Gli shock di mercato vissuti negli ultimi anni hanno dimostrato che il passato non è sempre un buon indicatore per il futuro. Nonostante una vastissima letteratura e le promesse di molti guru della finanza mondiale, la fiducia in teorie come la Modern Portfolio Theory (Mpt) è stata minata alle fondamenta dalla crisi finanziaria. “La Mpt ha fallito miseramente nel preservare il capitale degli investitori durante gli ultimi anni di ribassi”, si legge in una nota Morningstar firmata da Richard Wiegand, consulente per investitori istituzionali e professore di finanza al John Welch College of Business negli Usa.
La teoria
Non è fuori luogo definire la Modern Portfolio Theory come la base delle finanza moderna. Creata negli anni ’50 dal premio Nobel Harry Markowitz, la Mpt afferma in sostanza che è possibile combinare diverse tipologie di investimenti per ridurre sensibilmente il rischio complessivo del portafoglio, attraverso una strategia di asset allocation. Inoltre, la teoria ha aggiunto il concetto secondo cui il rischio totale del portafoglio non dipende solo da quello medio dei titoli, ma anche dalla covarianza delle diverse componenti, che indica come le variazioni dei vari titoli siano collegate tra loro.
…e la realtà
La Mpt resta ancora un importante punto di riferimento per chi gestisce patrimoni, tuttavia negli ultimi anni sono emerse diverse lacune.
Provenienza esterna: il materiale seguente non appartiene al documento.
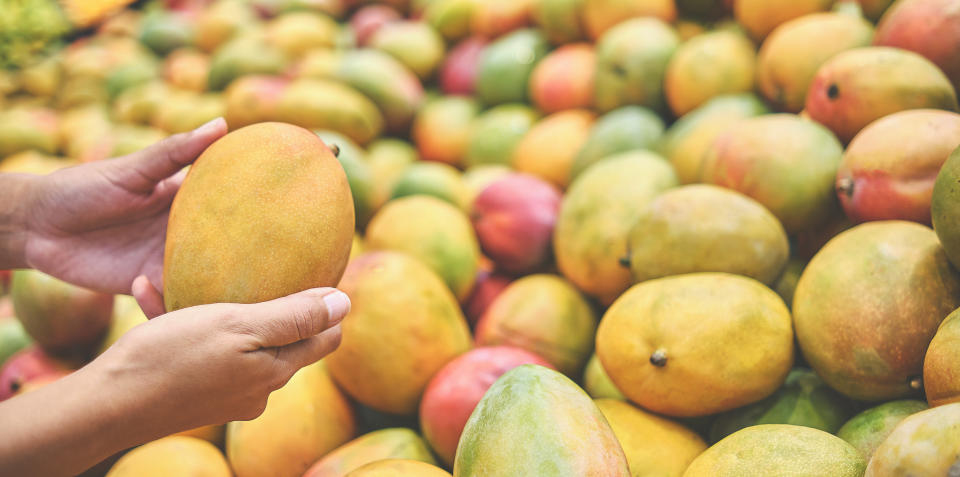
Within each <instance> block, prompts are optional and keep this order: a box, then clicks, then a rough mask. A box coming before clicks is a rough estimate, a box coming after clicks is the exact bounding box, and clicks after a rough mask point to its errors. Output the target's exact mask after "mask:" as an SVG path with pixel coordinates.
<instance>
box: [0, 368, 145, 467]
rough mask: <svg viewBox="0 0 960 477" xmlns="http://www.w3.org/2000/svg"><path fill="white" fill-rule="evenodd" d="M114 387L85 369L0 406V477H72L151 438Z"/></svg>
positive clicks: (115, 385)
mask: <svg viewBox="0 0 960 477" xmlns="http://www.w3.org/2000/svg"><path fill="white" fill-rule="evenodd" d="M115 384H116V383H110V382H109V379H107V376H105V375H104V374H103V373H101V372H100V371H99V370H97V369H96V368H95V367H94V368H92V369H91V368H90V366H88V367H87V368H84V369H81V370H80V371H77V372H75V373H73V374H71V375H69V376H66V377H64V378H62V379H60V380H58V381H55V382H53V383H51V384H48V385H46V386H43V387H41V388H39V389H36V390H34V391H31V392H29V393H27V394H24V395H21V396H17V397H15V398H12V399H10V400H8V401H5V402H2V403H0V475H17V476H45V477H46V476H50V477H56V476H72V475H76V474H78V473H80V472H82V471H84V470H86V469H87V468H89V467H91V466H93V465H95V464H96V463H98V462H100V461H101V460H103V459H105V458H107V457H109V456H111V455H113V454H114V453H116V452H118V451H121V450H123V449H125V448H128V447H132V446H133V445H136V444H139V443H142V442H144V441H147V440H150V439H151V438H154V437H155V436H151V435H148V434H149V433H150V432H149V429H144V428H142V427H141V426H139V425H138V422H137V421H138V416H136V415H130V414H129V413H128V412H126V410H124V409H121V408H120V407H121V405H118V403H120V402H122V401H124V400H123V399H115V398H114V394H115V393H116V392H117V390H116V388H117V386H116V385H115ZM141 434H143V435H141Z"/></svg>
Infatti, mentre la teoria è corretta nel mostrare che esiste sempre un trade-off tra rischio e rendimento, essa pone troppa fiducia nel fatto che i mercati siano efficienti.
“Il concetto dei mercati efficienti è stato ampiamente smascherato durante la recente crisi finanziaria”, commenta Wiegand. “Durante la caduta, un largo numero di titoli e di settori sono stati mal valutati. I mercati globali sono stati molto inefficienti nel valutare i titoli nel lungo periodo. I gestori di successo sanno che assumere di conoscere il fair value di un titolo o assumere che i mercati vadano in quella direzione è un cammino molto pericoloso”.
Schiavi delle emozioni
La prova sta nei numeri. Secondo i dati di Morningstar l’investitore medio è stato fortunato se è riuscito a catturare il 35% del rendimento annuo medio del proprio benchmark (dati dal 1990 al 2009 in dollari; è stato preso l’S&P 500 come benchmark azionario e il Barclay’s US Aggregate Bond Index come indice obbligazionario). Perchè? “L’investitore privato medio non ha ancora scoperto un metodo di investimento che preservi il proprio patrimonio dagli emotional swings (decisioni impulsive, sotto l’influsso di emozioni come l’ansia, la paura, l’entusiasmo ndr), e lo stesso discorso vale per molti promotori e consulenti finanziari”.
Le teorie come la Mpt, infatti, non prendono in considerazione fattori come il market timing e l’Investor return, che incidono pesantemente sulle performance di un portafoglio. Comprare ai massimi e vendere ai minimi seguendo la massa è il tipico “errore emozionale”. “L’evidenza mostra chiaramente come l’investitore medio non abbia una disciplina che gli consenta di essere freddo nelle proprie decisioni”, prosegue Wiegand.
Il primo passo è comunque capire quali sono i propri bisogni e cosa si chiede al proprio investimento, quindi valutare il livello di rischio che si può tollerare. Tenendo conto, però, che anche i modelli pre-stampati come i questionari sul livello di rischio non hanno la verità assoluta, e che i mercati sono spesso inefficienti. “La teoria è ideale in un mondo ideale”, conclude il professor Wiegand, “ma abbiamo visto negli ultimi dieci anni come i mercati globali siano molto lontani dall’esserlo”.